– По правде, – добавил он, – я просто не выношу такого лицемерия: сражаться на стороне человека, который якобы олицетворяет идеалы свободы, пока в его поместье трудятся десятки рабов.
Не говоря уже про несколько военных экспедиций, которые этот человек предпринимал в молодости, и тот факт, что он так и не удостоился звания офицера в Британской армии. Он восхищался его упорством, но в тот момент, когда узнал, что колонии все-таки выиграют войну, его могло бы сбить с ног даже перышко.
– Вы имеете в виду Вашингтона? – озадаченно переспросила Этта.
Николас кивнул.
– Вам так же следует знать, мистер Рен, что я – свободный человек и это никогда не изменится.
– Как занимательно! – громко провозгласил Хит, тут же сдувшись, едва увидел выражения лиц остальных.
Николас наблюдал, как юнги вносят пудинг на десерт.
– Кто знает, может, и изменится, – заметил Рен, когда перед ним поставили пудинг. Колонии отделятся, но плантаторы Юга захватят контроль над новым правительством. И смогут создать свой собственный Эдем. Разве утверждение, что рабство оказалось благом для африканцев, не справедливо? По крайней мере, оно сокрушает их лень и грубое насилие, вовлекая в Божье стадо. Работа им дается по способностям.
Ах да. Вот они, вековые оправдания рабства, собранные в один изящный выдох зловонного воздуха. Эта всеобъемлющая ложь об умственных способностях африканцев, отрицание их способности к развитию за счет чтения, письма и размышлений держали их не только в физических оковах, но и в не менее коварных невидимых.
Неважно, что это было неправдой. И что сам Николас был тому свидетельством. Важно, что подобные убеждения повсеместно, как чума, отравляли души. И конца этому не было видно. Он знал, что даже через сто лет корни этих предрассудков не будут полностью вырваны из общества. Куда бы, в какое время он ни отправлялся, цвет кожи устанавливал пределы того, чего он мог достичь, и найти способ обойти эти пределы было практически невозможно.

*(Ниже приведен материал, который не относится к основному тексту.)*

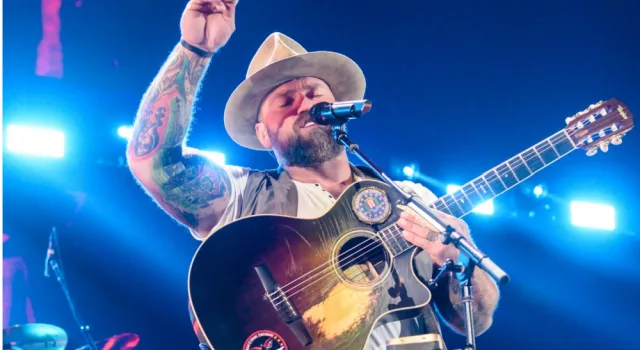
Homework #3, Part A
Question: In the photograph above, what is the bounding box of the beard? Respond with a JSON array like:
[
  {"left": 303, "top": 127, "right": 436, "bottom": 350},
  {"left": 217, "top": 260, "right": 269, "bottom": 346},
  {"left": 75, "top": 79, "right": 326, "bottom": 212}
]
[{"left": 272, "top": 121, "right": 343, "bottom": 168}]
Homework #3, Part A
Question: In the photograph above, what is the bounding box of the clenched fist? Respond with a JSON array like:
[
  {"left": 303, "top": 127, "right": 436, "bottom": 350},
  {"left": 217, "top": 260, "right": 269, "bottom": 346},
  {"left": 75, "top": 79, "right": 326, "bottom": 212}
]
[{"left": 180, "top": 0, "right": 238, "bottom": 52}]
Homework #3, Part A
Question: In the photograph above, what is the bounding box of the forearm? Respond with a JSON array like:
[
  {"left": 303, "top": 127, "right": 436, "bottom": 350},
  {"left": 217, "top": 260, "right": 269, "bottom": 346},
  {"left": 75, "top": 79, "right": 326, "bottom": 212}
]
[
  {"left": 127, "top": 44, "right": 210, "bottom": 163},
  {"left": 438, "top": 267, "right": 499, "bottom": 335},
  {"left": 127, "top": 45, "right": 230, "bottom": 235}
]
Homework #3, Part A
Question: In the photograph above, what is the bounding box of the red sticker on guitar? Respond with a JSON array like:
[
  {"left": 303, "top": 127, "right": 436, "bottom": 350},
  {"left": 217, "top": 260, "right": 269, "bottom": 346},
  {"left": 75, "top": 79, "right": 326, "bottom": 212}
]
[{"left": 242, "top": 330, "right": 289, "bottom": 350}]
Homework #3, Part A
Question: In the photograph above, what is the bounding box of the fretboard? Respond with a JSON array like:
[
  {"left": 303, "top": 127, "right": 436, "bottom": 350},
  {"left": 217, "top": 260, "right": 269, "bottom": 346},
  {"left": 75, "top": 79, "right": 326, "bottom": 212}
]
[{"left": 380, "top": 130, "right": 576, "bottom": 256}]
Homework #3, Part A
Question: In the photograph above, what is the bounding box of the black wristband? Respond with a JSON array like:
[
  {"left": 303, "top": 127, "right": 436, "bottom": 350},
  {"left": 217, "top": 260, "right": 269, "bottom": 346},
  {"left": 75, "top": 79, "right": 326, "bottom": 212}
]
[{"left": 180, "top": 39, "right": 213, "bottom": 57}]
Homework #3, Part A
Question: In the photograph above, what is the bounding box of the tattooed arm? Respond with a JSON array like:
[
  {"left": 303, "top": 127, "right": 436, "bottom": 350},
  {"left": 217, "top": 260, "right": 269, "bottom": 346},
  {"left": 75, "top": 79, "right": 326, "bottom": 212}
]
[
  {"left": 433, "top": 226, "right": 500, "bottom": 335},
  {"left": 127, "top": 45, "right": 230, "bottom": 237}
]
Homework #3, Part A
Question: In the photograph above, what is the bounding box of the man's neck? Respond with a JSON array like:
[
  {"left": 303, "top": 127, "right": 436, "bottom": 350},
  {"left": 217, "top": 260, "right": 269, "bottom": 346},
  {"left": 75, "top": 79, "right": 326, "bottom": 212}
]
[{"left": 284, "top": 152, "right": 353, "bottom": 187}]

Этта прижала ладони к столу, ей было трудно дышать, она явно пыталась справиться с… гневом?
Она злилась? Из-за него? Брось Рен на нее хоть взгляд, он бы дважды подумал, прежде чем добавить:
– Полагаю, вы обязаны своими достижениями… отцу? Простите, если ошибся насчет ваших родителей.
– Не ошиблись, мистер Рен, – ответил Николас, удивляясь, почему до сих пор сопротивляется искушению воткнуть ему вилку в глаз. – Из ваших слов, однако, я полагаю, что все мы рождены с нехваткой. В вашем случае – манер.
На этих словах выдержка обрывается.